A ré contestou, impugnando a justa causa e excepcionando a caducidade do direito de rescisão relativamente a alguns dos factos invocados pelo autor e o abuso do direito.
E, em reconvenção, pediu que o autor fosse condenado a pagar-lhe a importância de 228.998$00, por ser essa a importância de que ficou credora depois de ter procedido à compensação dos créditos devidos ao autor com o crédito que sobre ele detinha a título de indemnização por ter rescindido o contrato sem justa causa e sem aviso prévio.

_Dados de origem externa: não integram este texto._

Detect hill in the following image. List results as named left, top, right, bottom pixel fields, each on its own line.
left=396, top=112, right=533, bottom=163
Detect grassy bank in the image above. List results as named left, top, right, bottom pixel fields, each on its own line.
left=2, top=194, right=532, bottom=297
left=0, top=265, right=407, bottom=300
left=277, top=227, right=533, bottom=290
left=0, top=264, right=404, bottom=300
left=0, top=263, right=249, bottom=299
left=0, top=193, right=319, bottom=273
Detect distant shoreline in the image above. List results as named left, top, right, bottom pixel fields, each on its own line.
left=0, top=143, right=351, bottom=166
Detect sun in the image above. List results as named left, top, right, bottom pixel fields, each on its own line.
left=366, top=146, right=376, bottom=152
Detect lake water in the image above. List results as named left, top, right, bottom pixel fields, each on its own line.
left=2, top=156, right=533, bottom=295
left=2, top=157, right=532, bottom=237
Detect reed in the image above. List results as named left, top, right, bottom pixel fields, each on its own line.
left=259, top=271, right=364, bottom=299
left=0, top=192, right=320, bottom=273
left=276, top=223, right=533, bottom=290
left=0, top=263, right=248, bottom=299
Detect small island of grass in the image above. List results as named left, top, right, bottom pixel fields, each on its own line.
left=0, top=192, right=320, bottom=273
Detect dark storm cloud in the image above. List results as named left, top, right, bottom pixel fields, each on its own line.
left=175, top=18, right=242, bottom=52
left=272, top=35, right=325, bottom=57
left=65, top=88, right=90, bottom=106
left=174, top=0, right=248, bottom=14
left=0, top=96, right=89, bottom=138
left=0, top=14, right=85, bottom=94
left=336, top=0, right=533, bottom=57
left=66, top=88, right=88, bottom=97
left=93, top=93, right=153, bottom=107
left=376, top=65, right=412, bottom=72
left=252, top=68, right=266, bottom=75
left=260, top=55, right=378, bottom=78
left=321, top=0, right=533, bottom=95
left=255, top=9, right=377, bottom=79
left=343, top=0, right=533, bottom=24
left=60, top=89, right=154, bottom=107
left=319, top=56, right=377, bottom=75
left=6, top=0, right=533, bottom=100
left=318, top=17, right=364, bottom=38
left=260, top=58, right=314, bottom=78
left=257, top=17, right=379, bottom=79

Na 1.ª instância, entendeu-se que a rescisão tinha sido efectuada sem justa causa, que o autor tinha direito a receber da ré a quantia de 2.032.300$00 a título da retribuição e subsídio das férias vencidas em 1.1.2000 (diferenças) e de proporcionais e que a ré tinha direito a receber do autor a importância de 1.434.400$00 a título de indemnização por rescisão do contrato sem aviso prévio. E, efectuada a respectiva compensação, a ré foi condenada a pagar ao autor a quantia de 2.982,31 euros, acrescida de juros de mora.
O autor recorreu da sentença, restringindo o recurso à questão da justa causa e à indemnização que foi condenado a pagar à ré a título de indemnização por falta de aviso prévio.
Conhecendo do recurso, o Tribunal da Relação do Porto entendeu que havia justa causa mas só relativamente a determinados factos e, em consequência disso, revogou parcialmente a sentença absolvendo o autor do pagamento à ré da quantia de 1.434.400$00, a título de indemnização por falta de aviso prévio e condenando a ré a pagar ao autor a importância de 35.467,52 euros, a título de indemnização por rescisão do contrato com justa causa.
A ré interpôs recurso de revista, arguindo expressamente no requerimento de interposição de recurso a nulidade do acórdão da Relação, por não ter conhecido da caducidade do direito de rescisão e sustentando, sem prescindir, a inexistência de justa causa.
O Supremo julgou procedente a arguida nulidade do acórdão da Relação e ordenou que o processo baixasse ao tribunal recorrido para que a nulidade aí fosse suprida e para que nova decisão fosse proferida.
Em cumprimento do ordenado pelo Supremo, o Tribunal da Relação julgou procedente a caducidade do direito de rescisão relativamente aos factos que na anterior decisão tinham sido considerados como justa causa, mas, apesar disso, considerou que a ré não tinha direito a receber do autor a quantia de 1.434.400$00 a título de indemnização por rescisão sem aviso prévio, com o fundamento de que os factos em causa constituíam, de facto, justa causa de rescisão do contrato e, julgando parcialmente procedente o recurso, condenou a ré a pagar ao autor a quantia de 10.137,06 euros (2.032.300$00).
Inconformada, a ré interpôs o presente recurso de revista, concluindo a sua alegação da seguinte forma:
1. No caso dos autos, a justa causa invocada pelo recorrido a respeito de uma alegada coacção de que teria sido vítima não chegou a ser validamente apreciada, por violação, pelo recorrido, do disposto no artigo 34.°, n.º 2 da LCCT.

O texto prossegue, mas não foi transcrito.